Seven Myths of Color Contrast Accessibility
Setting the record straight on some common misconceptions and the nuances of accessibility guidelines
There’s a growing demand for designers to make their interfaces accessible to all users. It’s important to accommodate users with disabilities, but there are many myths to color contrast accessibility being perpetuated by misinformed people.
They often parrot these myths to discredit a design, without understanding in which situations a color contrast standard applies. Not only that, but they assume an interface is inaccessible whenever color contrast is used to convey information.
Because of this, designers often feel the need to obsess over accessibility, and are misled into believing their interface isn’t accessible when it actually is. This article debunks common color contrast accessibility myths and sets the record straight.
Myth 1: The WCAG requirements are always optimal
The Web Content Accessibility Guidelines (WCAG) is a set of principles used as the standard for determining accessible color contrast. However, these guidelines do not always measure up in practical application. Instead of following them dogmatically, you should use them to guide your design decisions, not dictate them.

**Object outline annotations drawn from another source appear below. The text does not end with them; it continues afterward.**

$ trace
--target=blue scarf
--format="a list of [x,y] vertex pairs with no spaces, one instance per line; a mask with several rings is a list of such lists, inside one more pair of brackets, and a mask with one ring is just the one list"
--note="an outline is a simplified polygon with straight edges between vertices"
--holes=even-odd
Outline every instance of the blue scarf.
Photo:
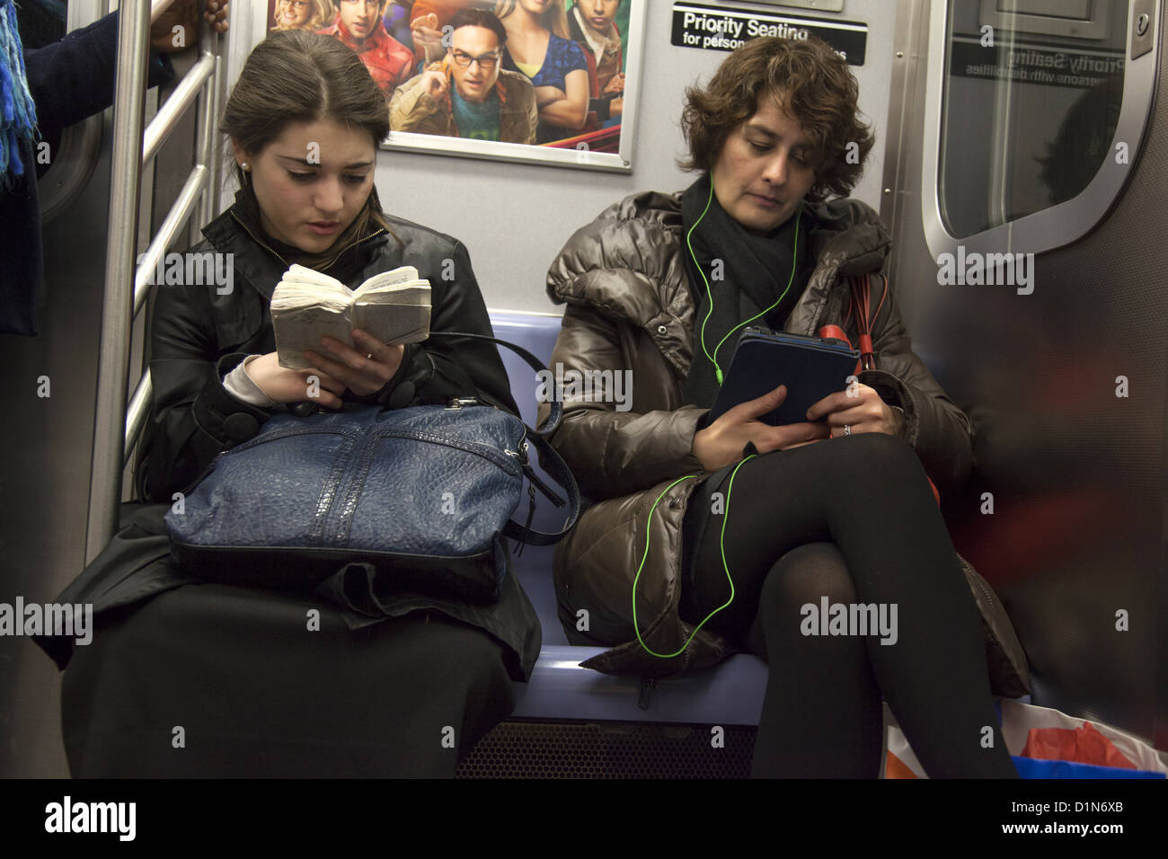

One case where the WCAG standards aren’t applicable is with the brightness contrast of white text. Both buttons below have a blue background, but one has white text, and the other has black. When you survey users on which button is easier to read, the majority will tell you the button with the white text is more readable. But the accessibility color contrast ratios tell a different story.
The contrast ratio for the black text is 5.41, which passes the requirement. However, the contrast ratio for the white text is 2.94, which fails it. According to the contrast requirements, the button with white text should be less readable, but it’s actually more readable.